We're going to start with a (compressed) Cython tutorial

http://docs.cython.org/src/tutorial/cython_tutorial.html

Cython is a superset of python which adds typing and additional features to the python language to help the cython interpreter convert the cython code to C/C++. This can allow users to convert slow Python code to fast C/C++ code with minimal changes. It can also be used to wrap existing C/C++/Fortran code.

lets look at a simple prime number finder in python and cython:

python simplesetup.py build_ext --inplace

In [1]:
import simplecy, simplepy
simplepy.primes(30) == simplecy.primes(30)


Out[1]:
array([ True,  True,  True,  True,  True,  True,  True,  True,  True,
        True,  True,  True,  True,  True,  True,  True,  True,  True,
        True,  True,  True,  True,  True,  True,  True,  True,  True,
        True,  True,  True], dtype=bool)

In [2]:
%timeit simplecy.primes(30)


100000 loops, best of 3: 3.32 µs per loop

In [3]:
%timeit simplepy.primes(30)


1000 loops, best of 3: 907 µs per loop

A simple example with a 300x speedup!

Let's take a quick look at the C source.
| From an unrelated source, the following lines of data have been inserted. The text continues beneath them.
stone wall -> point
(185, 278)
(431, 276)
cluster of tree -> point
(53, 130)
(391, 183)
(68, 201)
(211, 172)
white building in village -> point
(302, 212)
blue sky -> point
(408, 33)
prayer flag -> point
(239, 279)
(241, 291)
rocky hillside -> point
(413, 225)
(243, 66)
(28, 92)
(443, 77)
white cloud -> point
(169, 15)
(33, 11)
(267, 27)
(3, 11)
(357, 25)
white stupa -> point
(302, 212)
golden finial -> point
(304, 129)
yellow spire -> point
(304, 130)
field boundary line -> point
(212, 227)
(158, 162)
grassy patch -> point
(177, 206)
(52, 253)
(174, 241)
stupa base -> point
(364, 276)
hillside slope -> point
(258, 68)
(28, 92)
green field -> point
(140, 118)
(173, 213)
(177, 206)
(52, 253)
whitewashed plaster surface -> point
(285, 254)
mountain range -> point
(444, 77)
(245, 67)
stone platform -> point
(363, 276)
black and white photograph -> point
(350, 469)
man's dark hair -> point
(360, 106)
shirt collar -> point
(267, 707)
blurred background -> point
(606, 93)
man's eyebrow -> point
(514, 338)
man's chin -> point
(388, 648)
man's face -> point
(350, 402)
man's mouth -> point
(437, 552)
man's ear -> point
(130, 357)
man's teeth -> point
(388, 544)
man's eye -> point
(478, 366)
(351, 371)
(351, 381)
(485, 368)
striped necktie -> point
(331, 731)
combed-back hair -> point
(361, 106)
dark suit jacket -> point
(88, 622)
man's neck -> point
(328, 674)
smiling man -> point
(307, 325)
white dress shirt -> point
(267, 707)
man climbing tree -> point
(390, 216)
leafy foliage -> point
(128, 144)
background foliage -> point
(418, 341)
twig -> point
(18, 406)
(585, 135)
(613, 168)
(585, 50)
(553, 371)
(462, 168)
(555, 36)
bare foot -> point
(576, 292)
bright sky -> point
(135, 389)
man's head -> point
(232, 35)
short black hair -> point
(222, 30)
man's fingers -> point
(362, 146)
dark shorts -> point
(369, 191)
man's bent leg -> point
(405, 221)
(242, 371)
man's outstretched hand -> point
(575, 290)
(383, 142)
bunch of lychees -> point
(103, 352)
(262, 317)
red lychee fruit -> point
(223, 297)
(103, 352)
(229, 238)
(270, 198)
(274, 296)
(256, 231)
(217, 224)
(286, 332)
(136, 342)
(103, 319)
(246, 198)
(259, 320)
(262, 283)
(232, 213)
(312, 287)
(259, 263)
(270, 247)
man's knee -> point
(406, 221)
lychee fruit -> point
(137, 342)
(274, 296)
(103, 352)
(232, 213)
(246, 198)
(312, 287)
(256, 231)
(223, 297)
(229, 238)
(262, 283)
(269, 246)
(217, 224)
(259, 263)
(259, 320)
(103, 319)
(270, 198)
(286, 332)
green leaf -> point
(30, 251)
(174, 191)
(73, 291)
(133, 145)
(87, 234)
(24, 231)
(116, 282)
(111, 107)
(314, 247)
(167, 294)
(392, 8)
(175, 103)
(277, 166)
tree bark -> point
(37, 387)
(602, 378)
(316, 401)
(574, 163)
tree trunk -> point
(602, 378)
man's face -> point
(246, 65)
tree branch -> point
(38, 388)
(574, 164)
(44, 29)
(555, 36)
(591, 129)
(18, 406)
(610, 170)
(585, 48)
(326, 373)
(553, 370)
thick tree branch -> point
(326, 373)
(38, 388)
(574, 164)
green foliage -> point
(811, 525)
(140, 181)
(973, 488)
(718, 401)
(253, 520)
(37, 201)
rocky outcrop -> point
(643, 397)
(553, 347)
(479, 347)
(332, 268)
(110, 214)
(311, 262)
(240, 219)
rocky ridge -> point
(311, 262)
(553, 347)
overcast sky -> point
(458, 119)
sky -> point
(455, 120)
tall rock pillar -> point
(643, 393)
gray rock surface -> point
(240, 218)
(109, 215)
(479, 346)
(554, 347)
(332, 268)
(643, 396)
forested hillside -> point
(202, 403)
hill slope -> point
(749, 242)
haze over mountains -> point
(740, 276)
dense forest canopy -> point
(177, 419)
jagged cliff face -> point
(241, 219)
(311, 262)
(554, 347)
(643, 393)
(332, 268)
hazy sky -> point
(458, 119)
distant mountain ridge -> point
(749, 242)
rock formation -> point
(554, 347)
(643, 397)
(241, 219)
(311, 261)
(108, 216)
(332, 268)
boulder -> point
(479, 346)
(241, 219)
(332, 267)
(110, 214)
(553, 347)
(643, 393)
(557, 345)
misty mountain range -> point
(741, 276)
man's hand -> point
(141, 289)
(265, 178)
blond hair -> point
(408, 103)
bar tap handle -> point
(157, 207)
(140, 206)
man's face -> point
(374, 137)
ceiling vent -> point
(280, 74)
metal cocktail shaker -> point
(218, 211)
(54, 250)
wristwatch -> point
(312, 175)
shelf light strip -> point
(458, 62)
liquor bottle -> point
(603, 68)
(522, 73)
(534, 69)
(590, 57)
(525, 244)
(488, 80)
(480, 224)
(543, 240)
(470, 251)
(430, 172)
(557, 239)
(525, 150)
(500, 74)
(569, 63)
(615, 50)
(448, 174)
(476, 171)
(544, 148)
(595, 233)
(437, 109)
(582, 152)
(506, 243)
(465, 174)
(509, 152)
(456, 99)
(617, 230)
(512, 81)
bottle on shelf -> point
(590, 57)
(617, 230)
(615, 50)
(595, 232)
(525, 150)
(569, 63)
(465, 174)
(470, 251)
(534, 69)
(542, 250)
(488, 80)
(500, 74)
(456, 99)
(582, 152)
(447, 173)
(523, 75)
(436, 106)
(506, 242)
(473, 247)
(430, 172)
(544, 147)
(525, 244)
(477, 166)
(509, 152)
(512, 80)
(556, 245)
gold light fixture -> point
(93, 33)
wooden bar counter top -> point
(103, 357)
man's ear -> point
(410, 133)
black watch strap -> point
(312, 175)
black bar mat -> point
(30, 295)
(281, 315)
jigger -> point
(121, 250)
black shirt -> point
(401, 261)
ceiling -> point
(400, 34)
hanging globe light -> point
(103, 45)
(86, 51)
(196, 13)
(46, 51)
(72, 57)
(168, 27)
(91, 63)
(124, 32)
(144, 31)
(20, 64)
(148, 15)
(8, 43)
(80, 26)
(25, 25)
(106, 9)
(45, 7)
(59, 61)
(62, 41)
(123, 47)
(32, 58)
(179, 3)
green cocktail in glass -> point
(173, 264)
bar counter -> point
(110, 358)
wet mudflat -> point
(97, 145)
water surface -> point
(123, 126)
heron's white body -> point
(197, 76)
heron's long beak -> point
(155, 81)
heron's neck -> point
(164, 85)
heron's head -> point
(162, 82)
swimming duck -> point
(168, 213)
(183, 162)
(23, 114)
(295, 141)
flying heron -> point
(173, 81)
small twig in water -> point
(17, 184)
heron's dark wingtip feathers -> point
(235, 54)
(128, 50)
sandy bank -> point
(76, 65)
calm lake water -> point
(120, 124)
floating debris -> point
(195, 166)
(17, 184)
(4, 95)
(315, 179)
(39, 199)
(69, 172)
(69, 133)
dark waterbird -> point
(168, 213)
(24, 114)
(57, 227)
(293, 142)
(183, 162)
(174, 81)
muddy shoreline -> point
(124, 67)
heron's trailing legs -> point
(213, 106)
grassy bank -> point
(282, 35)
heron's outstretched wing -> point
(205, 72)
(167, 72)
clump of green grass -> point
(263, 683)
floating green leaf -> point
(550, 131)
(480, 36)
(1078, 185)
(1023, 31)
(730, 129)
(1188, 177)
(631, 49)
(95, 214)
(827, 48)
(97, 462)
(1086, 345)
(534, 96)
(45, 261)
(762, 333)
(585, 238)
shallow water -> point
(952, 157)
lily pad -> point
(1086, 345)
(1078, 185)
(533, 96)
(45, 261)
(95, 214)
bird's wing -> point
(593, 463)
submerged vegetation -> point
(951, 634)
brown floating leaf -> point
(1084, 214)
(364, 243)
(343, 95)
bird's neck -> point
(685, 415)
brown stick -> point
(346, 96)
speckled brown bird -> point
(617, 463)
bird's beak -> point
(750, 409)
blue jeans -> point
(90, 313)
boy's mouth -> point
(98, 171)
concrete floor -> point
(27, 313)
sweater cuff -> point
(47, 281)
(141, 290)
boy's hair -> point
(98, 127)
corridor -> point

The interesting part starts around line 600 (on Cython 21.1) reproduced in part below:

static PyObject *__pyx_pf_8simplecy_primes(CYTHON_UNUSED PyObject *__pyx_self, int __pyx_v_kmax) {
  int __pyx_v_n;
  int __pyx_v_k;
  int __pyx_v_i;
  int __pyx_v_p[1000];
  PyObject *__pyx_v_result = NULL;
  PyObject *__pyx_r = NULL;
  __Pyx_RefNannyDeclarations
  PyObject *__pyx_t_1 = NULL;
  int __pyx_t_2;
  int __pyx_t_3;
  int __pyx_t_4;
  int __pyx_lineno = 0;
  const char *__pyx_filename = NULL;
  int __pyx_clineno = 0;
  __Pyx_RefNannySetupContext("primes", 0);

  /* "simplecy.pyx":7
 *     cdef int n, k, i
 *     cdef int p[1000]
 *     result = []             # <<<<<<<<<<<<<<
 *     if kmax > 1000:
 *         kmax = 1000
 */
  __pyx_t_1 = PyList_New(0); if (unlikely(!__pyx_t_1)) {__pyx_filename = __pyx_f[0]; __pyx_lineno = 7; __pyx_clineno = __LINE__; goto __pyx_L1_error;}
  __Pyx_GOTREF(__pyx_t_1);
  __pyx_v_result = ((PyObject*)__pyx_t_1);
  __pyx_t_1 = 0;

  /* "simplecy.pyx":8
 *     cdef int p[1000]
 *     result = []
 *     if kmax > 1000:             # <<<<<<<<<<<<<<
 *         kmax = 1000
 *     k = 0
 */
  __pyx_t_2 = ((__pyx_v_kmax > 1000) != 0);
  if (__pyx_t_2) {

    /* "simplecy.pyx":9
 *     result = []
 *     if kmax > 1000:
 *         kmax = 1000             # <<<<<<<<<<<<<<
 *     k = 0
 *     n = 2
 */
    __pyx_v_kmax = 1000;
    goto __pyx_L3;
  }
  __pyx_L3:;

  /* "simplecy.pyx":10
 *     if kmax > 1000:
 *         kmax = 1000
 *     k = 0             # <<<<<<<<<<<<<<
 *     n = 2
 *     while k < kmax:
 */
  __pyx_v_k = 0;

  /* "simplecy.pyx":11
 *         kmax = 1000
 *     k = 0
 *     n = 2             # <<<<<<<<<<<<<<
 *     while k < kmax:
 *         i = 0
 */
  __pyx_v_n = 2;

  /* "simplecy.pyx":12
 *     k = 0
 *     n = 2
 *     while k < kmax:             # <<<<<<<<<<<<<<
 *         i = 0
 *         while i < k and n % p[i] != 0:
 */
  while (1) {
    __pyx_t_2 = ((__pyx_v_k < __pyx_v_kmax) != 0);
    if (!__pyx_t_2) break;

    /* "simplecy.pyx":13
 *     n = 2
 *     while k < kmax:
 *         i = 0             # <<<<<<<<<<<<<<
 *         while i < k and n % p[i] != 0:
 *             i = i + 1
 */
    __pyx_v_i = 0;

    /* "simplecy.pyx":14
 *     while k < kmax:
 *         i = 0
 *         while i < k and n % p[i] != 0:             # <<<<<<<<<<<<<<
 *             i = i + 1
 *         if i == k:
 */


  /* "simplecy.pyx":21
 *             result.append(n)
 *         n = n + 1
 *     return result             # <<<<<<<<<<<<<<
 */
  __Pyx_XDECREF(__pyx_r);
  __Pyx_INCREF(__pyx_v_result);
  __pyx_r = __pyx_v_result;
  goto __pyx_L0;

Writing good (ie. fast) Cython code can be non-trivial. Sometimes the general rule of just add static typing everywhere can make things SLOWER!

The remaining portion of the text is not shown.